How often should I be examined by an ophthalmologist if I take Plaquenil?

A Answers (2)

  • Plaquenil (hydroxychloroquine) is a very important medication in the prevention and treatment of malaria and in the treatment of rheumatoid arthritis and lupus. It can do great things for you and can do serious things to you, including permanently reducing the clearness of your vision. Your prescribing doctor will likely advise you to see an ophthalmologist (eye doctor) as you begin taking Plaquenil to try to protect you from any eye complications. The damage that Plaquenil causes to your eyes cannot be reversed, so it is most important to catch any eye problems early, but stopping the medication will almost always stop any progression of blurred vision.


    The amount of Plaquenil required to cause these problems is somewhat dose-related, and therefore the frequency of problems goes up with the number of years and daily dosage taken. Your eye doctor will want to get photographs of your retinas, perform side-vision testing and color-vision testing, and measure your best vision level as you begin your Palquenil treatment. Your doctor will want to repeat these tests at various intervals, often every six months.


    All this being said, Plaquenil damage to the eyes is very rare. You should carefully discuss the risks and benefits of this medication with your prescribing physician and eye doctor.

  • The American Academy of Ophthalmology recommendations for screening of chloroquine and hydroxychloroquine (Plaquenil) retinal damage were recently updated in 2011. Plaquenil is more commonly used and the risk for damage increases after a total cumulative dose of 1000 gm or 5 or more years of use.

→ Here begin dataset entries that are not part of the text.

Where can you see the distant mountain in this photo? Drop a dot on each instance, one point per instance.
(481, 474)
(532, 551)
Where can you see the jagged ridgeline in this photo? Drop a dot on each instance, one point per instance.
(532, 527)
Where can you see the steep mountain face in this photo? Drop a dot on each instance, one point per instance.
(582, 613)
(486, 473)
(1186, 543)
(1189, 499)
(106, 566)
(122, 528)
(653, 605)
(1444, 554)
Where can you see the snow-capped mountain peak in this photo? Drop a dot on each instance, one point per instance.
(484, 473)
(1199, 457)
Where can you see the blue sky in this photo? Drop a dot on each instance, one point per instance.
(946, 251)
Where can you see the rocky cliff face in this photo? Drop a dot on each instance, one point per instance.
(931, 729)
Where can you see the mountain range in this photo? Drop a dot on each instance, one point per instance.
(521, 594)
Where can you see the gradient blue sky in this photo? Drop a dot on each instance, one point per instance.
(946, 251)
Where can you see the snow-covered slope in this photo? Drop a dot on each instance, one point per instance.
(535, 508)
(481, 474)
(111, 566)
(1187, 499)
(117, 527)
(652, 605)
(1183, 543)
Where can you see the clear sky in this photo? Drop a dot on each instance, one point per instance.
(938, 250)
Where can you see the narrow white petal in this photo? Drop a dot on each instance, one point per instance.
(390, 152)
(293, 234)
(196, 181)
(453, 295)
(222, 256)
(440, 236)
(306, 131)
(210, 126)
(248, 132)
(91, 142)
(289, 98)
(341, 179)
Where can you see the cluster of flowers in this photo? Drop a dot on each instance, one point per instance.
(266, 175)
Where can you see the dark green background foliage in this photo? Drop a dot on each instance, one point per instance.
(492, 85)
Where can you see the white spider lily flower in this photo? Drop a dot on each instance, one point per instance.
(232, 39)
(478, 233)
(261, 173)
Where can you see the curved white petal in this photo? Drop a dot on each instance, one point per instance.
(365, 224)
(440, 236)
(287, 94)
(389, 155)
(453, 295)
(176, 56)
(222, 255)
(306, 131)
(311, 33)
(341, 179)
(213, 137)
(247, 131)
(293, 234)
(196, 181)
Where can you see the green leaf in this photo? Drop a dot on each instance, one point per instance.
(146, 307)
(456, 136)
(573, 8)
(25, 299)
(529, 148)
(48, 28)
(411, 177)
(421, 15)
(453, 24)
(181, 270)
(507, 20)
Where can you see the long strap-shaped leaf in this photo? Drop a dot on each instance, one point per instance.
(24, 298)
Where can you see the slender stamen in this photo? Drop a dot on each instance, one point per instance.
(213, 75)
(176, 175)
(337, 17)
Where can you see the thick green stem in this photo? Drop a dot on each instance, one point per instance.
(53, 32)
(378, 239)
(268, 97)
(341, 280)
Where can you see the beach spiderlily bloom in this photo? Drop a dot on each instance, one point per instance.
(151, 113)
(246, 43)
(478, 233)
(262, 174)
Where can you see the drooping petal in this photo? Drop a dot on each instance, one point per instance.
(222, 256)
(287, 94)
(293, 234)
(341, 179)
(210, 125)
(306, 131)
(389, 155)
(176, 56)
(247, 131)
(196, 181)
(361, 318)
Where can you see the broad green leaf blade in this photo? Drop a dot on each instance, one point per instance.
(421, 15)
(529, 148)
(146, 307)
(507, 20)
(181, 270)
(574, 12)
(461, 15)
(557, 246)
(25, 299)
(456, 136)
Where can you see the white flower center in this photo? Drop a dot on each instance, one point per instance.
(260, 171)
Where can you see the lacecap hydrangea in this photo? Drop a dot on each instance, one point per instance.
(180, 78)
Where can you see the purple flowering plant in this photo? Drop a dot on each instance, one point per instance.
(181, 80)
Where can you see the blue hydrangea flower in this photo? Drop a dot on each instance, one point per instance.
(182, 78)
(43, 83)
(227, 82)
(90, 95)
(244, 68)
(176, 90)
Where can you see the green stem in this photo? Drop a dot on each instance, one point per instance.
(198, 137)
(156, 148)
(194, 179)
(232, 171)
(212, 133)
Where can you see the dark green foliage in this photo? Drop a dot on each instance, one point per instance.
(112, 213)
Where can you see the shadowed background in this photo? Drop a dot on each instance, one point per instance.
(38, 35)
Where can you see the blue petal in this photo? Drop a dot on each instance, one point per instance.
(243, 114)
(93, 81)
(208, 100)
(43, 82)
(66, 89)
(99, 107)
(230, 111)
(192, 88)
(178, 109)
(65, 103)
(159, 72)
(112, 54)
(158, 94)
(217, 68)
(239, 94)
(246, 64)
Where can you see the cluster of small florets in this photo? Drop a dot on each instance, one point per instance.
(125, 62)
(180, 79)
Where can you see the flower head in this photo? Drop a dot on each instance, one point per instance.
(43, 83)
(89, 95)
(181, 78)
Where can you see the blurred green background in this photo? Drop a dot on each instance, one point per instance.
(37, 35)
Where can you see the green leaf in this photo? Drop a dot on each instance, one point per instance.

The current recommendations are that a baseline examination be obtained when starting therapy to rule out preexisting retinal disease. Then yearly screenings should begin after 5 years of use. Of course more frequent exams may be necessary if a patient has symptoms such as blurry, wavy or decreased vision. The annual testing must include a specific visual field test that looks at the central 10 degrees of your peripheral visual field. Also, fundus autofluorescence or ocular coherence tomography should be done. These tests look at anatomical changes in the retina. In lieu of that multifocal electroretinogaphy (mERG) can be performed, however, this is not readily available and patients would normally have to go to a tertiary care setting(university or medical school ophthalmology department) for this. I order this test to confirm or rule out toxicity if I suspect it may be present as a result of the other tests. Lastly, once the ophthalmologist can see retinopathy on clinical examination it would imply relatively late stage disease so an examination without testing as above is not adequate to pick up early manifestations and hopefully stop the progression by stopping the medication.
     
This content reflects information from various individuals and organizations and may offer alternative or opposing points of view. It should not be used for medical advice, diagnosis or treatment. As always, you should consult with your healthcare provider about your specific health needs.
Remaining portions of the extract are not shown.